Creator / S. J. Perelman
"His nose, broken in childhood by a self-inflicted blow with a hockey stick, has a prehensile tip, ever quick to smell out an insult; at the least suspicion of an affront, Perelman, who has the pride of a Spanish grandee, has been known to whip out his sword-cane and hide in the nearest closet."

"Button-cute, rapier-keen, wafer-thin and pauper-poor is S.J. Perelman, whose tall, stooping figure is better known to the twilit half-world of five continents than to Publishers' Row. That he possesses the power to become invisible to finance companies; that his laboratory is tooled up to manufacture Frankenstein-type monsters on an incredible scale; and that he owns one of the rare mouths in which butter has never melted are legends treasured by every schoolboy."
S. J. Perelman, describing himself.

Sidney Joseph "S. J." Perelman (19041979) was an American humorist whose work appeared in several different media. The Other Wiki puts it bluntly: "Perelman's work is difficult to characterize."
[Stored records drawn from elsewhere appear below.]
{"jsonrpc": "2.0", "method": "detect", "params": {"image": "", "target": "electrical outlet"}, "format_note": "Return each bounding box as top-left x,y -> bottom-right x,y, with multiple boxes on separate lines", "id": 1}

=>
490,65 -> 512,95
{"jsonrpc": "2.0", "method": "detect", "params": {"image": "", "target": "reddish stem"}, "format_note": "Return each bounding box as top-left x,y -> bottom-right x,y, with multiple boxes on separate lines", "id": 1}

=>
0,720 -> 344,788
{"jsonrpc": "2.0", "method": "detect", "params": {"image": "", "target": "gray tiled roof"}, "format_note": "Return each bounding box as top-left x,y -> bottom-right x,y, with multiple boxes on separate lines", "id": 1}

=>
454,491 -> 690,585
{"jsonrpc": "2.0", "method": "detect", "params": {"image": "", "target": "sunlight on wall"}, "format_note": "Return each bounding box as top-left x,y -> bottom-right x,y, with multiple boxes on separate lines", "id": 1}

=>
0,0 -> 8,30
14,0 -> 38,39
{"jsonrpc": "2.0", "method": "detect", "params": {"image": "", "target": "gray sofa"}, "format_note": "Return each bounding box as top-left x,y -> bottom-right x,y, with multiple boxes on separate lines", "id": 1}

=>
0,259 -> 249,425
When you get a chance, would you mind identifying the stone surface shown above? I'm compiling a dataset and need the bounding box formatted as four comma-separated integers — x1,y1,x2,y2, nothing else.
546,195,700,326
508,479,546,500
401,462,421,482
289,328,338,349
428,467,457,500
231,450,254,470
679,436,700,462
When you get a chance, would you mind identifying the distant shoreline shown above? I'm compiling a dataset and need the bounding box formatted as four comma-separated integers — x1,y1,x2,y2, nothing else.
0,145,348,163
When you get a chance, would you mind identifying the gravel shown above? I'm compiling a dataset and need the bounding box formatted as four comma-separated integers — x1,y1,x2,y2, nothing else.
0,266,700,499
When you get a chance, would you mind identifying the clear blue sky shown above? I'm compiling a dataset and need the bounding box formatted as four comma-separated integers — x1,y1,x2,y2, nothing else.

Perelman co-wrote the scripts for the Marx Brothers films Monkey Business (1931) and Horse Feathers (1932) (which should establish his humorist bona fides), and won an Academy Award in 1956 for his screenplay for Around the World in Eighty Days. He also co-wrote (with Ogden Nash) the book to the 1943 Broadway musical One Touch of Venus, to music by Kurt Weill; a few years later Sweet Bye and Bye, a musical which employed the talents of Perelman, Ogden Nash and Al Hirschfeld, "closed in Philadelphia like a ten-cent mousetrap" (as Perelman put it) before reaching New York.

But it is his humor writing, in The New Yorker and elsewhere, which is commended here. As Andrew Ferguson wrote about Perelman's 1948 book Westward Ha! in that well-known humor compendium, The Wall Street Journal, in 2006: "For sheer verbal virtuosity, for his dizzy manipulation of language, Perelman deserves a place at the top of the trade." His wordplay was reminiscent of James Joyce, but ... well, read the quote above and you'll see.

Perelman could apparently write about anything. For example, an off-hand phrase he stumbled upon in a New York Times Magazine article ("...the late Pandit Motilal Nehru— who sent his laundry to Paris— the young Jawaharlal's British nurse etc. etc.") became his 1955 classic "No Starch in the Dhoti, S'il Vous Plaît", a series of imaginary letters that might have been exchanged in 1903 between an angry Pandit Nehru in India and a Parisian laundryman. One posthumously-published piece ("To Yearn Is Subhuman, To Forestall Divine") references The Texas Chainsaw Massacre (!!).

Those seeking an introduction to Perelman should check out one of the many collections of his work, such as The Most of S.J. Perelman.